Funcionários do Asilo São João Bosco entram em greve na próxima quarta-feira (15), por conta de atrasos salariais, de acordo com o Senalba (Sindicato dos Trabalhadores em Entidades Culturais, Recreativas, de Assistência Social, de Orientação e Formação Profissional no Estado de Mato Grosso do Sul).

Os funcionários que farão a paralisação são cuidadores de idosos, copeiros, cozinheiros, responsáveis pela alimentação especial, lavanderia, limpeza, e serviços gerais. De acordo com o sindicato, a greve foi decidida em assembleia geral extraordinária.
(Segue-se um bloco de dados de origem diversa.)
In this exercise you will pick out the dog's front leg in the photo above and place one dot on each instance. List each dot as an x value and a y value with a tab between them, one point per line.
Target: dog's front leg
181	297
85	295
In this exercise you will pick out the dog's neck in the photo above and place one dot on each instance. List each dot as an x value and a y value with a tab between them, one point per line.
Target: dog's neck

O motivo é a falta de pagamento aos profissionais, a maioria está com dois meses de salários atrasados e sem previsão de quando os valores serão depositados. Alguns, segundo o sindicato nem sequer receberam o salário de dezembro e o 13º.

Em março, os profissionais já haviam se mobilizado e expuseram a situação em que a categoria se encontra devido aos constantes atrasos salariais. Segundo os trabalhadores, os representantes patronais afirmam que os pagamentos não foram efetuados porque a instituição não recebeu o repasse da assistência social da prefeitura de campo grande e também por haver problemas na conta bancária da instituição.
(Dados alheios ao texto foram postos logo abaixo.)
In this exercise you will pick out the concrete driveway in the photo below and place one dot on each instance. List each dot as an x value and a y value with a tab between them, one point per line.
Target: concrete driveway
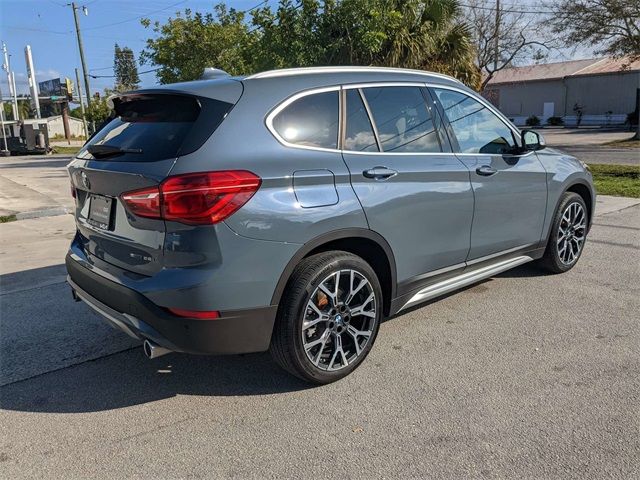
524	375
A presidente do Senalba-MS, Maria Joana Barreto Pereira, explica que desde janeiro o sindicato busca diálogo com representantes da associação sobre a necessidade dos trabalhadores receberem os salários no período previsto da Convenção Coletiva de Trabalho – até o 5º dia útil.

“Os profissionais já passam necessidade, tem funcionários que não têm sequer dinheiro para comprar gás e pagar as contas essenciais. É uma situação difícil que precisa ser solucionada o quanto antes. Tentamos ao máximo evitar a paralisação por se tratar de atendimento aos idosos, mas, não restou outra alternativa tendo em vista o descaso com os trabalhadores que precisam prover a sobrevivência de suas famílias”, explica a presidente Maria Joana Barreto Pereira.